Alain Fournier s'est trouvé tout complet d'un coup en 1914 près de Verdun. A 28 ans, il avait eu juste le temps de produire
le Grand Meaulnes qui, lit-on, rata d'un cheveu le Goncourt.
Il y raconte, sous la plume de François Seurel, l'histoire d'Augustin Meaulnes qui arrive à l'école de Sainte-Agathe comme interne, et leur amitié. Meaulnes n'a de cesse de retrouver la belle Yvonne de Galais croisée dans un domaine mystérieux un jour qu'il s'était perdu. Il y rencontre également le frère d'Yvonne, Frantz, lui-même éperdu d'amour pour Maud, et un étrange bohémien.
Le grand Meaulnes traîne un charme un peu daté auquel on se laisse prendre comme à la beauté tranquille de vignes sur une treille. Je parle de vignes sur une treille, mais vous concernant vous pouvez, en commentaire, la remplacer pour symboliser le charme un peu daté par ce qui vous convient, cette critique étant aussi un peu la votre : orgue de barbarie, balançoire, péniche aux écluses d'un canal, gramophone, pantalon pattes d'eph, On se reverra chanté par Jaïro...
A la suite des grands romantiques, il (je parle là de Fournier, non plus de Jaïro !), nous présente, avec des phrases joliment tournées comme
Chateaubriand, des héros malheureux comme le jeune Werther. Tiens, par exemple : """Ce qui me plaît en vous, je ne puis savoir pourquoi, ce sont mes souvenirs...""", ou """Il me vient cette pensée affreuse que j'ai renoncé au paradis et que je suis en train de piétiner aux portes de l'enfer.""". Hein oui que c'est joli ? Hein oui ?

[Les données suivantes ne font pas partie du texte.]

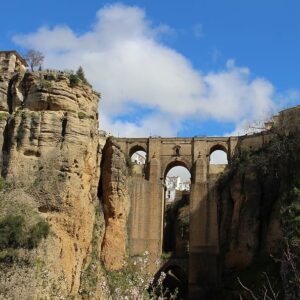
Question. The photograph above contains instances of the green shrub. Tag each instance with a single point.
(12, 232)
(81, 115)
(74, 80)
(80, 74)
(2, 184)
(37, 232)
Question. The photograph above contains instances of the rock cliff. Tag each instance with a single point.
(259, 210)
(50, 161)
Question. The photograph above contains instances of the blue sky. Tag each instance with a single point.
(169, 67)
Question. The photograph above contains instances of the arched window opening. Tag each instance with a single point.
(177, 183)
(177, 180)
(175, 282)
(218, 157)
(139, 157)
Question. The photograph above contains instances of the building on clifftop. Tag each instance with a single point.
(11, 62)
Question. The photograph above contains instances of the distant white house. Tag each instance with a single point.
(138, 158)
(174, 184)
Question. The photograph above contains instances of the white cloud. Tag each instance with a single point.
(124, 58)
(198, 31)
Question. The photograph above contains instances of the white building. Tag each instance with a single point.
(138, 158)
(174, 184)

Pour conclure, il faut que je vous dise que le personnage d'Yvonne de Galais lui fut inspiré par une belle jeune femme qu'il croisa, Yvonne de Quiévrecourt, mais qui lui échappa et qu'il retrouva mariée. Ça je trouve que c'est très beau et digne des grands romantiques. Qu'est ce qu'il foutait donc à la guerre, celui là ? Quelle vacherie !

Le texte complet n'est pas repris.